Wednesday, November 6, 2013

Hamlet | Blog Post #2: "Life is pain, Highness. Anyone who says differently is selling something."



Scaling the Cliffs of Insanity, Battling Rodents of Unusual Size, Facing torture in the Pit of Despair - True love has never been a snap.
Inigo Montoya, a clumsy yet master Spanish fancer, has spent his entire life seeking to avenge his father, killed by a ruthless and elusive six-fingered man. Although he is not a leading man throughout the film, his drive in life exhibits one of the most prominent and impactful themes of the movie: revenge.
Inigo Montoya isn't the only being seeking revenge, however.

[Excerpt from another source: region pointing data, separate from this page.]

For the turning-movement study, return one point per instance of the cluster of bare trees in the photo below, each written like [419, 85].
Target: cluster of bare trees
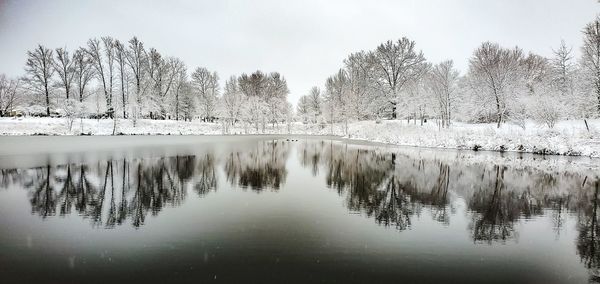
[110, 78]
[501, 84]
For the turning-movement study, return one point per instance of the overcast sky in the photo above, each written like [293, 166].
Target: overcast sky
[305, 40]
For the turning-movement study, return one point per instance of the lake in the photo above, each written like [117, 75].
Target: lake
[273, 209]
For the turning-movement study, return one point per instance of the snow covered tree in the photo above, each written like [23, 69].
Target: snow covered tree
[188, 101]
[232, 101]
[206, 87]
[563, 70]
[102, 54]
[362, 94]
[396, 64]
[276, 98]
[315, 103]
[497, 72]
[84, 72]
[441, 82]
[162, 73]
[39, 69]
[8, 94]
[336, 98]
[137, 61]
[303, 109]
[591, 57]
[179, 86]
[64, 67]
[120, 56]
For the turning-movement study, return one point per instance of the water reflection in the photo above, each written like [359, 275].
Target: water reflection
[259, 168]
[392, 187]
[112, 192]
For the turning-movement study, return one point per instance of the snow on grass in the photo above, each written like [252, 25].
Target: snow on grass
[566, 138]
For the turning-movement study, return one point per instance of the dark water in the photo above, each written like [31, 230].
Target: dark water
[275, 211]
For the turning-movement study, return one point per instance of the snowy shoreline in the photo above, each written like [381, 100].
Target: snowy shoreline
[568, 138]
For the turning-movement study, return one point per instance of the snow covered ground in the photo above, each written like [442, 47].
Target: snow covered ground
[567, 138]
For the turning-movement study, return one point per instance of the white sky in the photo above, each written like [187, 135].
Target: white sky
[305, 40]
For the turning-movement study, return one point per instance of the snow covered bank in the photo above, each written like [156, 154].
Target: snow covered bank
[567, 138]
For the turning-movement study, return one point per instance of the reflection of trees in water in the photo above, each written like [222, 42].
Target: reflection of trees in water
[261, 167]
[109, 193]
[375, 182]
[588, 240]
[391, 188]
[496, 209]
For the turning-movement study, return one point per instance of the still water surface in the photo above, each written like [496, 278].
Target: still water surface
[273, 210]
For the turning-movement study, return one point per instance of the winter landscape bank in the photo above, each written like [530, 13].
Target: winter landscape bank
[570, 137]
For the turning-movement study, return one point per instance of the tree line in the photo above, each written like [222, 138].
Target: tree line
[501, 84]
[108, 78]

Hamlet has been acting mad lately - and I do not understand why. "...I was sewing in my closet/Lord Hamlet, with his doublet all unbraced/.../and with a look so piteous in purport as if he had been loosed out of hell/to speak of horror" (2.1.77, 82-83). I felt my heart drop to the pit of my stomach, as I stand there, watching him, not knowing what do or where to go. "He took me by the wrist and held me hard./.../Long stayed he so" (2.1.87, 91). I was "so affrighted" (2.1.75)! Then "he lets me go/And, with his head over his shoulder turned/He seemed to find his way without his eyes/For out o' doors he went without their helps/And to the last bended their light on me" (2.1.96-100). I ran to my father, purging everything that had just occured. My father suggests that Hamlet is "Mad for [my] love" (2.1.85), but I do not know - I am frightened he might be. "I did repel his letters and denied/His access to me" (2.1.109-110), as my father and brother requested.

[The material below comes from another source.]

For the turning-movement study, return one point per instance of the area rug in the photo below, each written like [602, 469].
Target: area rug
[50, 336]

Why has Hamlet gone mad? Is he really this upset about us that he would to such lengths as becoming a pale, avengeful ghost of a man? Or is there more - perhaps like Inigo Montoya?

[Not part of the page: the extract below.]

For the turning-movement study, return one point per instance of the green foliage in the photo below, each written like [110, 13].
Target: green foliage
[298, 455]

Inigo Montoya has rehearsed his line of revenge for his entire life - "My name is Inigo Montoya. You killed my father. Prepare to die." Although a bit humorous and even a bit crass, his valiant determination avenges his father, finally. But I am frightened as to what Hamlet will do me, or worse - what my father will do to Hamlet. My father said "I am sorry that with better heed and judgment/I had not quoted him.../.../...go we to the king" (2.1.12-13, 117). What will the king do?
I am not even certain anymore if revenge for revenge is what we should be seeking. As my father simply says "This must be known, which, being kept close, might/move/More grief to hide than hate to utter love" (2.1.118-120), I dwell upon the words of Inigo Montoya, after so many years finally avenging his father - "Is very strange. I have been in the revenge business so long that, now that it's over, I do not know what to do with the rest of my life."
What should I have done? What shall I do now?